Last fall, a paper came out in MBE, Ancestry-Specific Analyses Reveal Differential Demographic Histories and Opposite Selective Pressures in Modern South Asian Populations, which I gave a cursory read, but which I’ve looked at more closely. It takes a “natural experiment,” the emergence of Indian subcontinental populations from a massive admixture between lineages which diverged 40,000 years ago, and looks to see which genetic regions deviate from what you would expect based on overall genome.

The method is simple: imagine that “Ancestral North Indians” are fixed for an allele at a gene in one state and “Ancestral South Indians” are fixed in the other state. Indian populations are about 50:50 (with a range). If the frequency today in Indian populations is 95% for the allele that is from the “Ancestral North Indians”, one might be suspicious as to what’s going on. Or, vice versa.

In the paper, they used whole genomes to reconstruct the ancestral steppe/Iranian population without any residual “Ancient Ancestral South Indian” (AASI), the latter of which has no West Eurasian. They did the same for the AASI. These reconstructions are always dicey, but they made a good faith effort to check their work. On the whole, that section was impressive. The authors seem to be roughly aligned with the results in Narasimhan et al. 2019. The AASI seems to be homogeneous, with the exception of attempting to model them from donors which were Munda or Burusho, both groups with deep East Asian admixture (illustrating the problem with deconvolution).
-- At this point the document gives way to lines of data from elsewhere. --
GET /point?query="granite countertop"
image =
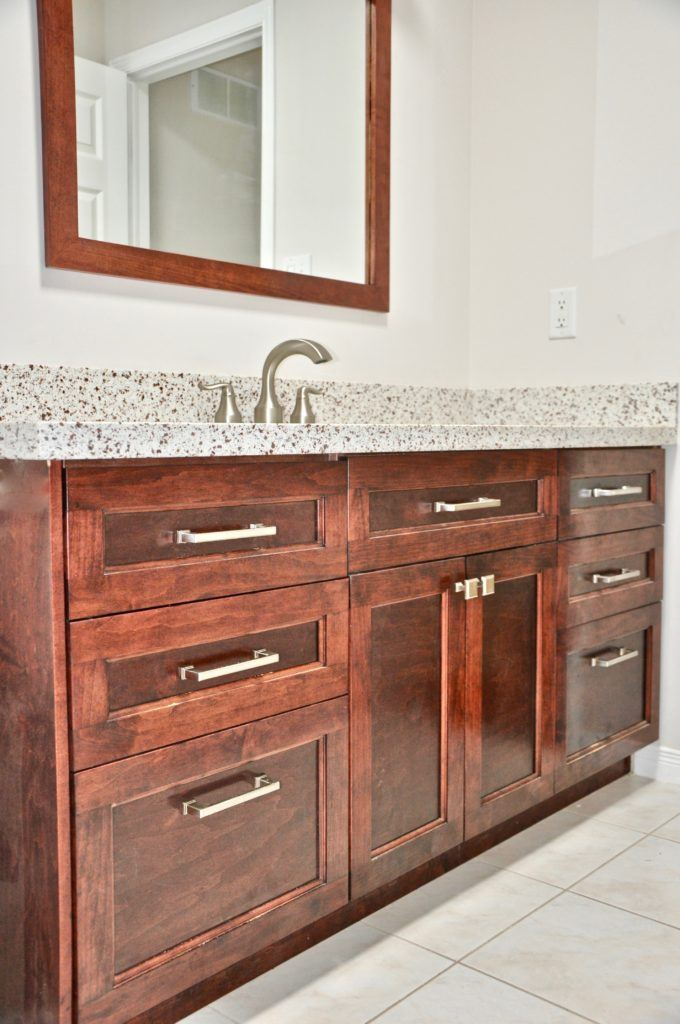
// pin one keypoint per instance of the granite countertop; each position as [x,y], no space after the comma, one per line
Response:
[58,413]
[147,440]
Second, they show that the AASI are not clustering with the Andamanese, which makes sense since these groups diverged closer to 40,000 years ago. Finally, the steppe/Iranian group looks most like Armenian middle-to-late Bronze Age people. A synthesis of steppe and some Iranian-like ancestry.

But this isn’t the most interesting part of the paper. It’s the selection. Here are the top, top, candidates:

Component# of Pops with Sig ValueGenes (±50-kb Region)
ANI22 (percentile = 99.9949) THUMPD3, SETD5 
21 (percentile = 99.9814) SNAP91, RIPPLY2, CYB5R4, MRAP2, CEP162, TBX18 
21 (percentile = 99.9814) TRIM31, TRIM40, TRIM10, TRIM15, TRIM26, HLA-L 
19 (percentile = 99.9383) Intergenic 
18 (percentile = 99.9195) ZNF681, ZNF726, ZNF254 
ASI−21 (percentile = 0.0057) RXFP3, SLC45A2, AMACR, C1QTNF3, ADAMTS12 
−16 (percentile = 0.038) SRXN1, SCRT2, SLC52A3 
−16 (percentile = 0.038) Intergenic 
−15 (percentile = 0.0757) Intergenic 
−14 (percentile = 0.1268) ATP6V1H, RGS20, TCEA1, LYPLA1, MRPL15 

 

I’ll quote the authors at length from the “Discussion”:

We also show that the interaction between alleles that were highly polarized between the two ancestry sources that admixed in South Asia caused patterns of admixture imbalance across the majority of sampled groups, hence unlikely explainable by population specific random drift, and perhaps due to positive or negative environmental pressures. Interestingly, we report how loci that include genes involved with diabetes (SETD5), diet (ZNF) and the immune response (HLA) show West Eurasian (N) haplotypes to be significantly more represented compared with the South Asian (S) counterparts. This might be a stark contrast to what is expected, given the long-term history of local adaptation of S haplotypes in local environment. We speculate that the diet-related signal may be linked with post-Neolithic dietary shifts that might have followed the arrival of the West Eurasian component in the area, whereas the overrepresentation of West Eurasian HLA haplotypes might have some similarity, although at a different time scale, with what has happened in Native American populations after recent colonization likely caused by European borne epidemic (Lindo et al. 2016).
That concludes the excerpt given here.